Auf Beschluss der ständigen Konferenz der Innenminister und -senatoren der Länder finde am 10. September erstmals ein bundesweiter Warntag statt, worauf der Premnitzer Bürgermeister Ralf Tebling (SPD) hinweist. Diese Veranstaltung solle künftig einmal jährlich am zweiten Donnerstag im September stattfinden.
Gemeinsam mit den 16 Ländern, den Kreisen und Kommunen in Deutschland plane das Bundesamt für Bevöl­kerungsschutz und Katastrophenhilfe (BBK) unter dem Titel "#Warntag2020" ein umfassendes Programm, mit dem der Bevölkerung das Thema "Warnung vor Gefahrenlagen und Umgang mit diesen Warnmeldungen" wieder nähergebracht werden soll, wie Tebling erläutert.

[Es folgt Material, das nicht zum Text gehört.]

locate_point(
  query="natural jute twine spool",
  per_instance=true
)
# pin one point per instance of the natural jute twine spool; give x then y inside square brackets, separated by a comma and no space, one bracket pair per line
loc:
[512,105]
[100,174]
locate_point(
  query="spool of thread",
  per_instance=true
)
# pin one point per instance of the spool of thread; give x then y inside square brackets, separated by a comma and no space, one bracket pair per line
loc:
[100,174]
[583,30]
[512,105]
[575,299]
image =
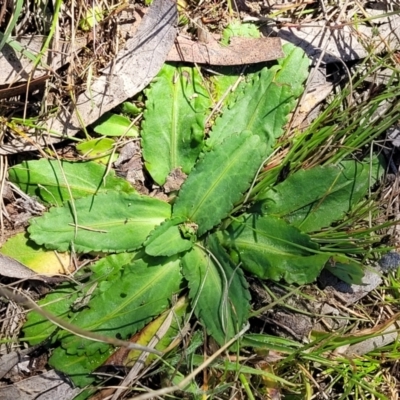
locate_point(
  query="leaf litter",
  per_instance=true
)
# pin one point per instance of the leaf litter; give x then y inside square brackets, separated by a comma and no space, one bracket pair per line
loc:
[290,323]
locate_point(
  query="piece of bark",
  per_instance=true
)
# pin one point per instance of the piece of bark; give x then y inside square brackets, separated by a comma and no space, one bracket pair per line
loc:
[240,51]
[48,386]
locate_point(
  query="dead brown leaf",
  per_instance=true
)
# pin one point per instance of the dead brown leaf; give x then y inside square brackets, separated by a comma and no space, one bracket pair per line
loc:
[132,70]
[240,51]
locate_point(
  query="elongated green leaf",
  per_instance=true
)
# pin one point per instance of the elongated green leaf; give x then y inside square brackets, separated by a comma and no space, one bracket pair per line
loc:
[218,291]
[49,179]
[218,181]
[271,249]
[144,290]
[109,222]
[115,125]
[266,103]
[167,240]
[323,194]
[38,328]
[173,127]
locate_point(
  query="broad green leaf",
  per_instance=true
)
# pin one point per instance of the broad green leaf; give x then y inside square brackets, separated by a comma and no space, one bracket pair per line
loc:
[271,249]
[346,269]
[35,257]
[110,222]
[115,125]
[78,367]
[167,240]
[144,290]
[130,108]
[173,126]
[98,149]
[90,18]
[323,194]
[266,103]
[218,291]
[50,179]
[38,328]
[237,28]
[218,181]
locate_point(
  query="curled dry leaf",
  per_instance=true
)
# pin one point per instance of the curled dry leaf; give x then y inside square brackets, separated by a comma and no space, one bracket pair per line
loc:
[240,51]
[131,71]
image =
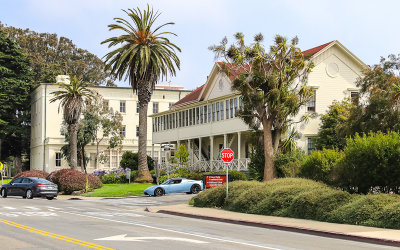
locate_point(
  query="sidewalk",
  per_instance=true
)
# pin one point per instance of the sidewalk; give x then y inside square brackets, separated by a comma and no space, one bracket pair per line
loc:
[349,232]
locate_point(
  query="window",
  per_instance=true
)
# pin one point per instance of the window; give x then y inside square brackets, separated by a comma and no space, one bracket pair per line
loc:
[92,160]
[236,106]
[209,112]
[231,106]
[310,144]
[122,132]
[227,109]
[217,109]
[201,115]
[197,115]
[222,109]
[354,95]
[122,107]
[58,159]
[311,103]
[155,107]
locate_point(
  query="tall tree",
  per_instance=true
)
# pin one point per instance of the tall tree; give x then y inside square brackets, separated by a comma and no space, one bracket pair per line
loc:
[15,87]
[72,99]
[273,85]
[104,124]
[52,55]
[144,56]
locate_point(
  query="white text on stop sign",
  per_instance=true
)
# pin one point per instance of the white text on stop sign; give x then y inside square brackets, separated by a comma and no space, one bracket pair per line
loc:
[227,155]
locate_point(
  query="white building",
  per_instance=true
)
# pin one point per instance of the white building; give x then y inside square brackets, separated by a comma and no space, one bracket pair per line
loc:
[205,119]
[46,139]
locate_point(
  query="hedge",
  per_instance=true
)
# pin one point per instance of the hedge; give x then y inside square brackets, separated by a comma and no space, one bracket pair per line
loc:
[305,199]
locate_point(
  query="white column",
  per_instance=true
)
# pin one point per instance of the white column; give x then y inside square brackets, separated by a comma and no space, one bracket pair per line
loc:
[239,144]
[159,154]
[199,148]
[211,148]
[225,139]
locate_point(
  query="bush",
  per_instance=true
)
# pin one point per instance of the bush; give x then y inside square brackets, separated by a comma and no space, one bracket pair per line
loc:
[32,173]
[306,199]
[130,160]
[370,162]
[69,180]
[319,164]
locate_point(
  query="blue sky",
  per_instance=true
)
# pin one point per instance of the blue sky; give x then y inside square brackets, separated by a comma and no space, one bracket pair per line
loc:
[368,28]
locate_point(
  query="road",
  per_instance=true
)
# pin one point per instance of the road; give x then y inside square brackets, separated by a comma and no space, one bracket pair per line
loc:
[123,224]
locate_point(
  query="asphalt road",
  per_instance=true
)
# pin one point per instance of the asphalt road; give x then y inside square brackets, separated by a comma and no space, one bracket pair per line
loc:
[123,224]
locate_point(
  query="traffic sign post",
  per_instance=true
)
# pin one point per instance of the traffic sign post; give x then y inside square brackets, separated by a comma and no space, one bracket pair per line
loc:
[227,156]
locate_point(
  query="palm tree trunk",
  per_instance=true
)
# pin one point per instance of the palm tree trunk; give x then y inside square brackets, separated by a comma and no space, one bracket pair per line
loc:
[73,131]
[143,174]
[269,168]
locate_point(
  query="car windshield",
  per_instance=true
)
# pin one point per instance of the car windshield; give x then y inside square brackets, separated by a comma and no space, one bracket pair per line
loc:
[43,181]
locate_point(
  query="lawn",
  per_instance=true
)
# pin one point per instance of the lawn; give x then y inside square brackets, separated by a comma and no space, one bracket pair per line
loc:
[119,190]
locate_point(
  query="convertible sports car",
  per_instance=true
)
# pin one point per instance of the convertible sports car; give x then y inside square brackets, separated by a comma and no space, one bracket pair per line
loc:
[175,185]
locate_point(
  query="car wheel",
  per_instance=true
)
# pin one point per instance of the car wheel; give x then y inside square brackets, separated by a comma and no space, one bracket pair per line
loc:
[29,194]
[158,192]
[195,189]
[3,193]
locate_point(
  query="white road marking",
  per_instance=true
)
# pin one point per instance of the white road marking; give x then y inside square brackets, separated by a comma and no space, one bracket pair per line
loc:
[33,208]
[174,231]
[9,208]
[123,237]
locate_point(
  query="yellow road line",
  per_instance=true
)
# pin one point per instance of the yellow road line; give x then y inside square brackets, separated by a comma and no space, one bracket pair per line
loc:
[57,236]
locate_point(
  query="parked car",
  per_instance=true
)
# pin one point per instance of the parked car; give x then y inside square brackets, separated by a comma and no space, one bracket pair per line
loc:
[175,185]
[29,187]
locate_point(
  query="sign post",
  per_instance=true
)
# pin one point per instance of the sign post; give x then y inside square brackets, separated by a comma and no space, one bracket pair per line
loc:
[1,170]
[227,156]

Es solle ver­mittelt werden, warum Behörden Warnmeldungen verbreiten, vor welchen Gefahren gewarnt wird, wie die Warnung erfolgt und auf welchen Wegen Warnmeldungen empfangen werden können.
Ein zentrales Mittel der Bevölkerungswarnung in Deutschland ist das durch das BBK betriebe­ne Modulare Warnsystem (MoWaS). Laut Tebling soll am "#Warntag2020" um 11.00 Uhr die flächenhafte Auslösung aller Warnmittel in Deutschland wesentliches Element sein. "Hierzu werden Warntexte über das Modulare Warnsystem ausgelöst und damit auch erstmals seit Betrieb des Systems das Auslösen einer bundesweiten Warnmeldung und deren Umsetzung bis hin zu den Warnmultiplikatoren erprobt. Zugleich ist vorgesehen, dass auch auf kommunaler Ebene alle dort verfügbaren Warnmittel, etwa Sirenen, ausgelöst werden."
Die Aktion soll um 11.20 Uhr mit einer "Entwarnung" ihren Abschluss finden.